WORLD> America
US launches all-out attack on credit crisis
(Agencies)
Updated: 2008-09-20 20:42

EMERGENCY ACTIONS

The emergency effort marked the latest dramatic government bid to prevent credit markets from freezing up over huge losses on subprime and other mortgage debt.

These have forced US investment bank Lehman Brothers Holdings Inc into bankruptcy, Merrill Lynch into a hasty marriage with Bank of America, the Fed to bail out troubled insurer American International Group, and the government to seize control of mortgage finance giants Fannie Mae and Freddie Mac.

"The federal government must implement a programme to remove these illiquid assets that are weighing down our financial institutions and threatening our economy," Paulson said.
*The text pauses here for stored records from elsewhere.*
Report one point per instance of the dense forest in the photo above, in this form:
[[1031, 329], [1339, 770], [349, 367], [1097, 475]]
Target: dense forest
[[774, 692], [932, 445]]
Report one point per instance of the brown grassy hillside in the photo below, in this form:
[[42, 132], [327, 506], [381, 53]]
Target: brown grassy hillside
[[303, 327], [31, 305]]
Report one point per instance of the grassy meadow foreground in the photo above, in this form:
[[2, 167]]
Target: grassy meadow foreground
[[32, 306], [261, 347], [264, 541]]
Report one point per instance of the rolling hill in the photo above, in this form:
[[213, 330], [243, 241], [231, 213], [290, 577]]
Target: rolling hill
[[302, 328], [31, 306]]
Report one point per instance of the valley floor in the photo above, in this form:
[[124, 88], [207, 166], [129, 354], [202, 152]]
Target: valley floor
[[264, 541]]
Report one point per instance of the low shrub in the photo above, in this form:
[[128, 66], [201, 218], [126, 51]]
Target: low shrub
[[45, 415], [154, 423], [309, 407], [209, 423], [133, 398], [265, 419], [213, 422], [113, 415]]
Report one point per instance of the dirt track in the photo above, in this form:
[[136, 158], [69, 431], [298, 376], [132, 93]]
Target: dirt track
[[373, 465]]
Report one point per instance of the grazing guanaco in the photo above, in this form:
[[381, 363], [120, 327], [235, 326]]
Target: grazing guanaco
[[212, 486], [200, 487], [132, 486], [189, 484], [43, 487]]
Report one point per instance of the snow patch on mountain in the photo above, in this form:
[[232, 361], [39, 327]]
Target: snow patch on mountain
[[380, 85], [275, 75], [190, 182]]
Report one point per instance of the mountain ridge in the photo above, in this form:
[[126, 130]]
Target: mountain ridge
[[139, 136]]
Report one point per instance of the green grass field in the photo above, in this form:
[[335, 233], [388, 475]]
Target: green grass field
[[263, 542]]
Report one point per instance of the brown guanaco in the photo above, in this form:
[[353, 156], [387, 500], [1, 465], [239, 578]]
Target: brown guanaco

The Treasury also said on Friday that it would siphon up to US$50 billion from a fund established in the 1930s to conduct foreign exchange market intervention to backstop the rattled US money market mutual fund industry.

This long-safe corner of financial markets, home to some US$3.5 trillion of deposits, has increasingly appeared at risk of falling victim to the year-old credit crunch. Money market fund assets dropped by a record US$169.03 billion in the week ended September 17 as jittery investors pulled money out.

The Treasury said it would back money market funds whose asset values fall below US$1 a share. Separately, the Fed said it would lend money to banks to finance purchases of certain assets from money market funds.

Paulson also said the administration would step up a programme announced this month to directly buy mortgage-backed securities in the market, and said Fannie Mae and Freddie Mac would also increase their buying to try to get credit flowing.

"They are absolutely petrified of ... a run on financial assets," said Boris Schlossberg at GFT Forex in New York.